Comcast, Time Warner - No Shows at Net Neutrality Meeting

Michael Copps was a little dumb founded at the no show of the major ISPs at this weeks Net Neutrality hearing.  The ISPs have been fighting to lock down the internet and force people to pay for access to premium knowledge and information as the carriers deem fit.  We're not talking about websites making you pay for their content, we're talking about your broadband provider making you pay before you even get to those websites.

Well, those carriers were not able to make the debate and defend their attempts to chain the internet and suck more money out of consumers.


Copps followed Martin's apologia, all fire and brimstone. "Let's look at it from an inventor's perspective," Copps explained.
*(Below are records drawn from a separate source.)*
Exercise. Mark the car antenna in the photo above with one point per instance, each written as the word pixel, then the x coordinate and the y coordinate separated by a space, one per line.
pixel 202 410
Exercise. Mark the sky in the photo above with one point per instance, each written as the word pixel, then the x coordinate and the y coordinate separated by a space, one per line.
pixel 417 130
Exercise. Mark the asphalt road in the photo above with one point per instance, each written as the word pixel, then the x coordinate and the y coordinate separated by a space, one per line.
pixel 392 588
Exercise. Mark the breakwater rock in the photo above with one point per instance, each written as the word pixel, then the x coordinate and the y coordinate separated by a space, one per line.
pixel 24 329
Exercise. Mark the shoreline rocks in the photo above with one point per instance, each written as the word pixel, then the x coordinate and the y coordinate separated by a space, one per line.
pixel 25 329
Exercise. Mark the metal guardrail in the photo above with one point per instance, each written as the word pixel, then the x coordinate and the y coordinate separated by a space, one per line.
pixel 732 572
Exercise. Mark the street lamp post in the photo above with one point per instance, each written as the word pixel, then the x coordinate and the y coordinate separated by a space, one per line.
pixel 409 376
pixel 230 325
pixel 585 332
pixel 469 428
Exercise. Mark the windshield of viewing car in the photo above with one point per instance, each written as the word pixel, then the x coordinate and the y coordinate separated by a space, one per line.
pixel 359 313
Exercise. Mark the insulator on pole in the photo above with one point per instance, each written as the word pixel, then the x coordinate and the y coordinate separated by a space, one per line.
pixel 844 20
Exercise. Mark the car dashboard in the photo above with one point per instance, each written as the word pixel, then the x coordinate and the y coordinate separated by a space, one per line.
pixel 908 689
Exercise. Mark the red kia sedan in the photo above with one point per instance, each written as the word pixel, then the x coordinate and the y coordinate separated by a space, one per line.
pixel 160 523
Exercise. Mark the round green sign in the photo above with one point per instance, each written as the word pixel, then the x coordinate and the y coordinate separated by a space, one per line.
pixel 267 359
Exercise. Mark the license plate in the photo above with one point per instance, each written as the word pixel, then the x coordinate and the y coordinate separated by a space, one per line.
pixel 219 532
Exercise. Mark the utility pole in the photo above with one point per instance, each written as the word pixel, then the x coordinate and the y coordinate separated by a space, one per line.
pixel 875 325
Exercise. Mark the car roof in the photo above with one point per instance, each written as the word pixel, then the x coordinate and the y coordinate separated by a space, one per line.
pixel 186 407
Will the broadband pipes for which they develop applications be open to their ideas? "Inventors and creators need to know, up-front, that they have the right to innovate without going on bended knee to seek permission from a few who have amassed too much control in their own hands," he said.

The time has come, Copps declared, to beef up the FCC's 2005 Internet Policy Statement with an "enforceable principle of non-discrimination." Something that makes it clear that "we will not tolerate unreasonable discrimination by network operators," bolstered by enforcement rules "to make sure that anyone with other ideas isn't going to get away with them."

Big ISPs a no show at second FCC net neutrality hearing

I have no sympathy here for the ISPs.  They have created a technology like radio in its day that has given people access to a new plane of existence.  Back then it was radio waves or spectrum, today it is the mythical place known as the ether, but that place is shared in ownership by people all around the world and no company can harness it and claim ownership or prevent people from accessing it based on how much money they do or do not pay for the content.

The concept seems extra ludicrous as the economy starts to turn into a heavy recession with hints of the same problems that sparks depressions.  The concepts of charging people more when they can barely fill up their gas tanks or pay their mortgages, while corporate CEO's chuck around multi million dollar stock options like they were a Rolex President sales trophy just grates at the nerves.